The mistake people make is in comparing gold to other commodities, like copper or lead. Gold is not like other commodities. It is money and a safe alternative to fiat currencies. Thanks to 'quantitive easing' fiat currencies, in particular the american dollar, are being devalued. The dollar recently reached parity with the Swiss franc and a new low against the euro. This was a serious boost to precious metals, that surged on the news.
Gold is in a bull market that stretches back to 1999. Just look at the end of year quotes for the yellow metal (spot gold):
2000 -- $273.60
2001 -- $279.00
2002 -- $348.20
2003 -- $416.10
2004 -- $438.40
2005 -- $518.90
2006 -- $638.00
2007 -- $838.00
2008 -- $889.00
Even after its sharp pullback in 2008 -- mainly due to sales by funds needing to meet redemptions -- it still ended higher on the previous year.
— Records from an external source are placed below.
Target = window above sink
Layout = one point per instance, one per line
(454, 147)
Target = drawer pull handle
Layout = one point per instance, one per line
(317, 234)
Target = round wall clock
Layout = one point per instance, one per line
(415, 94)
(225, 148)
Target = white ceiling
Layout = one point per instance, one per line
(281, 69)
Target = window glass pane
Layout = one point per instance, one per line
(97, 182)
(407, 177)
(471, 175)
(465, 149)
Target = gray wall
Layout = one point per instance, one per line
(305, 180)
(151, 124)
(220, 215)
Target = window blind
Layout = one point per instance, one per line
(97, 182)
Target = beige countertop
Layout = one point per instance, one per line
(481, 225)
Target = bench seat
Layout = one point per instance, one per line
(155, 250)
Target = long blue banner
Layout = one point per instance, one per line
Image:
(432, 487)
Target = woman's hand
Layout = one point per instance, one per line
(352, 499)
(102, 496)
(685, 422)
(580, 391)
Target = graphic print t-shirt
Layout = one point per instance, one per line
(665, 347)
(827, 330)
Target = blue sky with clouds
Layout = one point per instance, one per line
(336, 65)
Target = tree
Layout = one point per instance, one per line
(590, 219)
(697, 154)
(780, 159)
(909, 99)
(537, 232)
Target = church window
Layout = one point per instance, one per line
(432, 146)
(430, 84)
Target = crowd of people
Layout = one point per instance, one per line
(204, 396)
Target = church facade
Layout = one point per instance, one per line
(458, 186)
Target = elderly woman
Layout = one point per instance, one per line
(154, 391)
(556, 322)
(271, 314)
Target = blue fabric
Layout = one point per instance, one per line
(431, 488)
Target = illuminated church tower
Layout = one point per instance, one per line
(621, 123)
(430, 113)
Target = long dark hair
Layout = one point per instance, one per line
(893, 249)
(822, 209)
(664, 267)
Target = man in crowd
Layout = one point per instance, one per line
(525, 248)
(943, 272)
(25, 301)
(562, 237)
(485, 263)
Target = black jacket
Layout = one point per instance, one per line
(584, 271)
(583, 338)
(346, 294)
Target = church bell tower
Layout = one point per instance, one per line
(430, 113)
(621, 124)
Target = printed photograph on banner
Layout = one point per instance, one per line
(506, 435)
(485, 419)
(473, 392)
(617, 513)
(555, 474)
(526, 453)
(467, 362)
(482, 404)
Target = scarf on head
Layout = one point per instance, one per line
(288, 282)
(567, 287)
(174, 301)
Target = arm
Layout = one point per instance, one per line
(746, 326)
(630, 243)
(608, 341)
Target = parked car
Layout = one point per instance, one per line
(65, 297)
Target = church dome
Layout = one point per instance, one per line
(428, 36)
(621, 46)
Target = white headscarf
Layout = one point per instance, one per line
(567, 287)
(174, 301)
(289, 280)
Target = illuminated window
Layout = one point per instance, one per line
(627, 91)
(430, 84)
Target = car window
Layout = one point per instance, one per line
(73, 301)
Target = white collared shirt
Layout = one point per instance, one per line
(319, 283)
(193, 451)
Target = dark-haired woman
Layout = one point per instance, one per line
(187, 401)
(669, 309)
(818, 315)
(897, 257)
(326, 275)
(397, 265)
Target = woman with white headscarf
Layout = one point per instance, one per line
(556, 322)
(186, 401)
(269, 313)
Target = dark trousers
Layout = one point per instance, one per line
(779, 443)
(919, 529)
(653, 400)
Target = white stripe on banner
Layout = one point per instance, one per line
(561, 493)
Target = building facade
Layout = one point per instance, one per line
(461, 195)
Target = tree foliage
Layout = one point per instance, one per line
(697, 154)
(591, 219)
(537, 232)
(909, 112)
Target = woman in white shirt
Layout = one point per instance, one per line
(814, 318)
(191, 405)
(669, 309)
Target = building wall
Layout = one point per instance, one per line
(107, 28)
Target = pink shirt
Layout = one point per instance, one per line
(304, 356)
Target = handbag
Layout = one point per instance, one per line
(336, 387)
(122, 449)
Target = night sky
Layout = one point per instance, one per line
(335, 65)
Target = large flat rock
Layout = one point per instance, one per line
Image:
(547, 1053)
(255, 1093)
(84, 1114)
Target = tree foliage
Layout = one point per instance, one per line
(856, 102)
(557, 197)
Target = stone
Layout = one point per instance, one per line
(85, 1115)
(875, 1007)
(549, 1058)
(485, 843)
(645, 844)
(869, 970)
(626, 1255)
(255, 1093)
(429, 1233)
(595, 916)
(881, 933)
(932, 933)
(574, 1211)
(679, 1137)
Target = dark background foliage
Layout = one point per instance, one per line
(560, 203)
And is due to finish higher this year too. You cannot dispute what is a stone cold fact. And gold is far from popular at the moment. People are actually flogging the stuff to those 'Cash for Gold' people that have set up shop in every shopping centre in the country! It's getting very little media coverage and the man on the street just isn't talking about it. There will come a stage when we'll enter the third 'euphoric' stage of this particular bull market when gold will really go parabolic.
Also, it's claimed that gold is now expensive. It is not. Gold is up roughly 33% this year. Copper is up 125%, lumber is up 45%, heating oil is up 73%, palladium is up 92%, silver is up 64%. Relative to other commodites gold has a lot of catching up to do on the upside.
Now, nothing is for sure in life, certainly when it comes to the commodities markets. All of the above is what is LIKELY to happen, not what will definitely happen. The signs so far say to us that there is a lot of room for price increases, not just in gold. No evidence has appeared yet to suggest otherwise.